Matt Berlin stopped 29 of 33 to get the win, while Cole Kehler turned away 45 of 49 shots.
Portland's power play went 1/2, while Seattle got six chances and converted on two of them.
Game Notes:
-While nursing a one-goal lead, Evan Weinger was hauled down on a breakaway. He was given a penalty shot, but could not get the puck past Berlin. That would have been a prime opportunity to have a two-minute power play as there was only 3:16 left in the game. You have to think the Hawks would have preferred the man advantage.
-Entering hockey games in Portland continues to be an issue as the line to get through security looked to be about 200-deep at puck drop, reportedly.

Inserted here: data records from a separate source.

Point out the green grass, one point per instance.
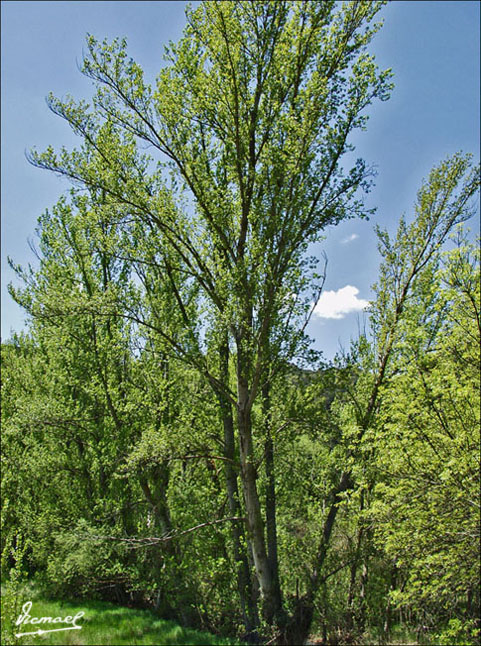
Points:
(106, 623)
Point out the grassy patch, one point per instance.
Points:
(106, 623)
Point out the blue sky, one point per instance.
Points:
(433, 48)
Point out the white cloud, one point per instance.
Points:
(336, 304)
(350, 238)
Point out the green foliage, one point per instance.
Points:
(161, 446)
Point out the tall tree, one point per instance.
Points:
(253, 117)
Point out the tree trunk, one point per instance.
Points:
(247, 597)
(271, 524)
(255, 524)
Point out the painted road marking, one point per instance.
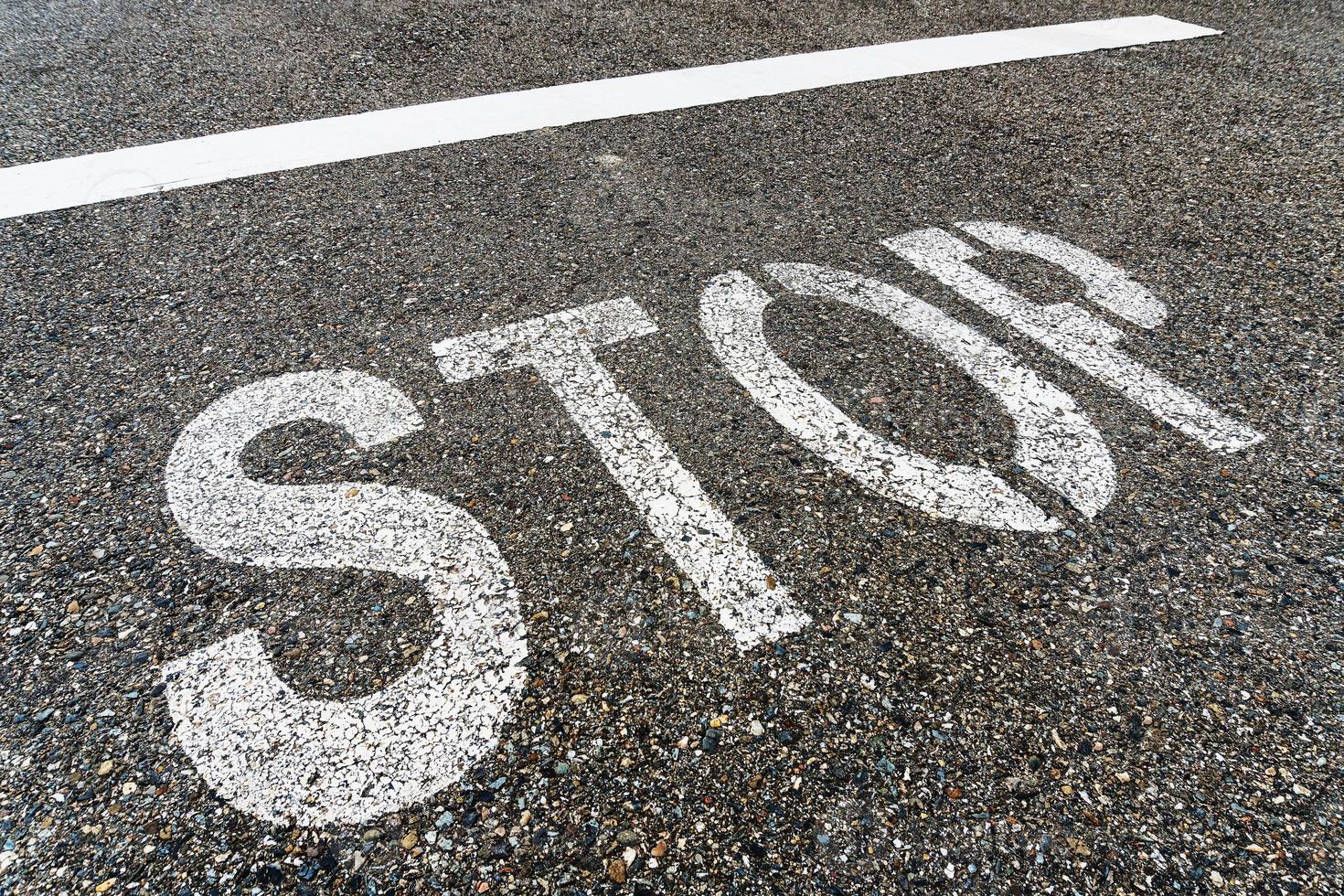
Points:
(80, 180)
(281, 756)
(1055, 443)
(263, 747)
(730, 577)
(1066, 329)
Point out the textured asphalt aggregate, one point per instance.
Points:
(1146, 701)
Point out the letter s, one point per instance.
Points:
(271, 752)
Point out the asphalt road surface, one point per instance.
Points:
(915, 484)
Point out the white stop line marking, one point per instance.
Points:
(65, 183)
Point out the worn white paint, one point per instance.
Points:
(139, 171)
(1055, 443)
(730, 577)
(1104, 283)
(1067, 329)
(261, 746)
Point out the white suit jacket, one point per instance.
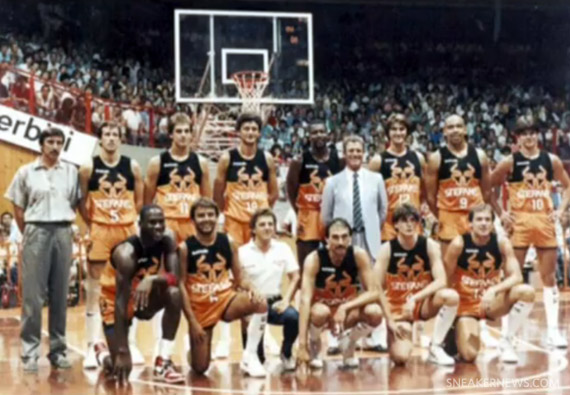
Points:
(337, 202)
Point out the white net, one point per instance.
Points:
(250, 85)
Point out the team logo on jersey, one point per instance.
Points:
(411, 272)
(341, 289)
(462, 178)
(250, 181)
(182, 182)
(534, 180)
(211, 272)
(404, 173)
(481, 269)
(113, 189)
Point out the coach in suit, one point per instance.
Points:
(359, 196)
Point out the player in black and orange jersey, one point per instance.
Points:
(209, 294)
(246, 180)
(402, 169)
(457, 179)
(483, 269)
(531, 216)
(329, 289)
(134, 284)
(112, 195)
(305, 183)
(176, 178)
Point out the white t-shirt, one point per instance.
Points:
(266, 270)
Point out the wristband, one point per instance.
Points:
(171, 279)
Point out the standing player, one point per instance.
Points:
(246, 181)
(305, 183)
(178, 177)
(329, 289)
(132, 286)
(531, 217)
(457, 179)
(476, 263)
(208, 292)
(402, 170)
(112, 195)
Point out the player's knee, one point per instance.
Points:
(373, 315)
(450, 297)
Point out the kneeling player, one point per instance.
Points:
(328, 290)
(208, 292)
(411, 271)
(132, 286)
(475, 263)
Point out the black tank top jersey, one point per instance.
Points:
(148, 261)
(324, 169)
(388, 160)
(100, 170)
(521, 165)
(168, 164)
(346, 272)
(416, 259)
(251, 166)
(449, 160)
(212, 255)
(475, 258)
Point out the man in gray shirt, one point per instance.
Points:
(45, 194)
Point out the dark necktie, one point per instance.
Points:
(357, 223)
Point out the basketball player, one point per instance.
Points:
(132, 286)
(178, 177)
(410, 269)
(305, 183)
(329, 289)
(531, 217)
(484, 271)
(112, 195)
(246, 180)
(208, 292)
(402, 170)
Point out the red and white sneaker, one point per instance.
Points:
(165, 371)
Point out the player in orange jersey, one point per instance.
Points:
(531, 217)
(209, 293)
(176, 178)
(484, 271)
(112, 195)
(140, 280)
(402, 169)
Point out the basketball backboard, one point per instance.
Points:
(211, 45)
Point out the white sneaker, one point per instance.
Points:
(136, 355)
(289, 364)
(90, 360)
(508, 353)
(488, 340)
(251, 366)
(315, 353)
(438, 356)
(556, 340)
(222, 350)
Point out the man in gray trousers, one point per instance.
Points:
(45, 194)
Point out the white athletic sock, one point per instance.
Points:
(92, 312)
(165, 348)
(133, 331)
(551, 306)
(518, 314)
(443, 322)
(255, 331)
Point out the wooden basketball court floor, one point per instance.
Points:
(539, 371)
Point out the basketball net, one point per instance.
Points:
(250, 85)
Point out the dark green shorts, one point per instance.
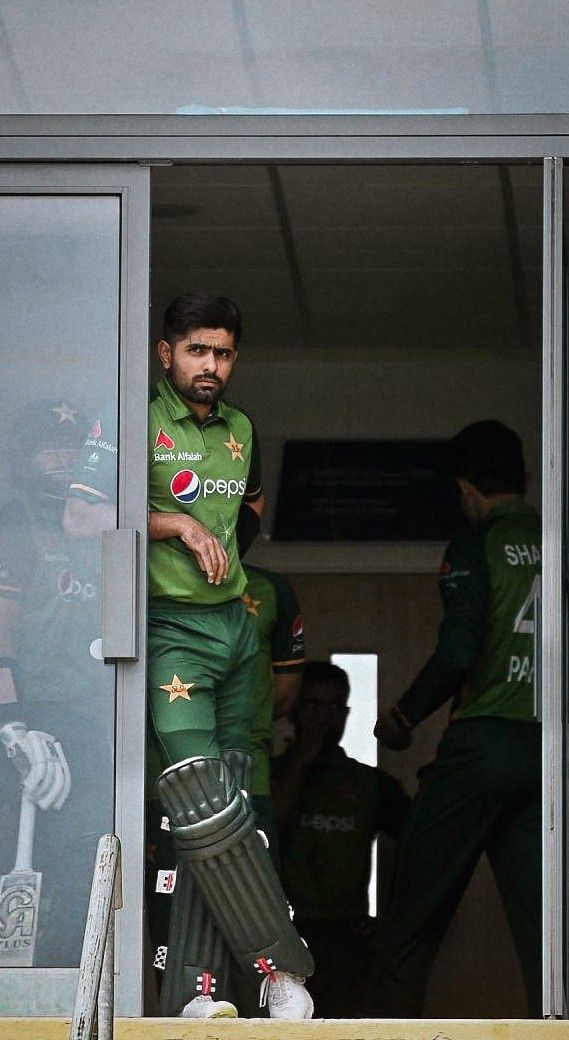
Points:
(202, 666)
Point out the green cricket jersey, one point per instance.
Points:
(94, 477)
(272, 602)
(327, 849)
(484, 657)
(205, 469)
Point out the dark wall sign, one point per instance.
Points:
(366, 491)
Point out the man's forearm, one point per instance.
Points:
(435, 684)
(161, 525)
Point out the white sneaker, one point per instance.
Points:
(287, 997)
(206, 1007)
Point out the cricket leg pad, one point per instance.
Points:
(214, 831)
(198, 957)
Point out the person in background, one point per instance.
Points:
(330, 808)
(483, 791)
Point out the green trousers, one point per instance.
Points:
(202, 667)
(482, 794)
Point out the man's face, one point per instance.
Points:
(321, 705)
(199, 365)
(55, 468)
(468, 500)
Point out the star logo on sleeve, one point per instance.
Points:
(252, 604)
(178, 689)
(235, 448)
(66, 413)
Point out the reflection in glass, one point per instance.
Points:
(58, 300)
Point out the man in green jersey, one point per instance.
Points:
(204, 469)
(330, 809)
(483, 791)
(270, 600)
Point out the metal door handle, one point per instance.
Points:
(121, 555)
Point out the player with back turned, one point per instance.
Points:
(483, 791)
(204, 484)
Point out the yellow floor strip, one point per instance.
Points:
(256, 1029)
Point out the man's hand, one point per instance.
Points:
(40, 760)
(206, 547)
(209, 552)
(391, 732)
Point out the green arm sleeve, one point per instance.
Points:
(254, 483)
(465, 589)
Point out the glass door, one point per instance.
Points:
(74, 305)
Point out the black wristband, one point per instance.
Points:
(403, 721)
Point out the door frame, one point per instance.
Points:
(52, 990)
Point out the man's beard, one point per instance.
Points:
(197, 394)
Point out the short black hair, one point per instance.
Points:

-Portland gets the one-point and now has a nine-point lead on Spokane for the last playoff spot out west. The Chiefs have 13 games left, while Portland has 12. Unless the Hawks go on a prolonged losing streak, it will be nearly impossible for the Chiefs to overtake them at this point. The two teams have two games left against each other.
-Meanwhile Portland is jus tone point back of Victoria for the first wild card spot and five points behind Tri-City for the third seed in the U.S. Division bracket. Portland has one game in hand on Tri-City. If the Hawks win in regulation on Wednesday in Kennewick, they could narrow that gap to just three points.